See http://duartebeinglearningsentences.blogspot.com/ post 3.1.15 Originary Thinking:
ReplyDeleteFeaturing the Sentence:
3.1.15.a Nοῦς (intuition) is the faculty of originary thinking.
3.0 (Friday, Portland, ME) Two weeks in NJ/NY...the transition from summer!?!?! Ok, I read that and it's reinforcing my doubts about the choices I made with respect to commuting from Maine to Hofstra. Jaime was only 4 years old. It must have seemed to him that I was gone for a month or longer. I carry the classic parental guilt that I wasn't around enough for him when he was younger. That and my impatience. It might be my age, and the fact that he's the last of the kids, and what's more that he's a teenager and seems content to be left alone, but I'm not convinced of any of that, actually. I miss him and want to hang out with him. We used to go to the Evo climbing gym, ski together, bike rides, not to mention the family movie nights, etc.
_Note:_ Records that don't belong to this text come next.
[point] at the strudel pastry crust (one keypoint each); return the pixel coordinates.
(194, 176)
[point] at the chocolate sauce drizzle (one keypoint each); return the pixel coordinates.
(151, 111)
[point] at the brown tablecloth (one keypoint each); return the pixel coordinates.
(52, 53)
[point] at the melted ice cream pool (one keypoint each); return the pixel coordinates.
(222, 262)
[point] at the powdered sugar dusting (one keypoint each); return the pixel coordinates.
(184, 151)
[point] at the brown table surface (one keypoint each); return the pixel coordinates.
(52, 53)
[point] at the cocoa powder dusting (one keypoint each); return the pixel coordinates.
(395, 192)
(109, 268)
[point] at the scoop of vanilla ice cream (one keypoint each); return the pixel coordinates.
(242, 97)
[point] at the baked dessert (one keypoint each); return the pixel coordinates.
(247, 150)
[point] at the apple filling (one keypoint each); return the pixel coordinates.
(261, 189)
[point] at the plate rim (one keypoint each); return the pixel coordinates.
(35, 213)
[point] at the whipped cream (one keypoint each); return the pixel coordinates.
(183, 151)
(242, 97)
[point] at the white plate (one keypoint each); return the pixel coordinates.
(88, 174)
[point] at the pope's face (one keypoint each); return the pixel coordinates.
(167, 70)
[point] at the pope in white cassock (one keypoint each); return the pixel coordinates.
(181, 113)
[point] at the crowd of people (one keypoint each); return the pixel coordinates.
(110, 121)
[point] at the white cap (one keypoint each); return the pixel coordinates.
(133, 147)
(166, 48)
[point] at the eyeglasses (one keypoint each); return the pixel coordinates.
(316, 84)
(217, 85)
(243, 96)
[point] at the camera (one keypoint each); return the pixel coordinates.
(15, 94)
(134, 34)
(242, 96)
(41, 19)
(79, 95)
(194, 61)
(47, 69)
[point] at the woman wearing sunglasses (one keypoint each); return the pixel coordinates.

When kids stop being kids and become young adults the transition isn't easy for us parents. Yes, we want them to be independent and to thrive on their own. But we also want to feel connected with them, somehow involved in their life. Two weeks away! I can really feel that now that I'm on sabbatical. You can't go back in time, but you can certainly try to avoid repeating what now seems to be misguided decisions. So I'm going to focus on making the most of my time here at home, and glad I didn't follow through on going to the University of Warsaw! The midweek retreat to Bar Harbor was enough.
ReplyDeleteAs for the thinking/writing from this day 20/10 years ago, its resonates on this day, for sure, as I made revisions to the first draft of "LEARN." What I describe above as close listening is now folded into what I am calling phenomenological reading. Here's how put it today in the revised part 1: "Study is underway when a student is inspired to dwell with that text. Such dwelling happens through a mindful receptivity of the text that I will describe as phenomenological reading," "When the student accepts the invitation to take up phenomenological reading they enter into that existential location where the significant object resides and waits to be picked up and read: the solitude of study," "With philosophical learning “truth” is a matter of authenticity, of originality. This is why the enduring significance of the work of art is an exemplar of the object of study. The path of philosophical learning is a path that takes us through the place of study where we encounter that which appears to “shine forth” (phainesthai) with enduring meaning. Phenomenological reading is the receptivity of the text as the ekphanestaton - beautiful because it is original, authentic, and, from the perspective of the well-beaten path, extra-ordinary."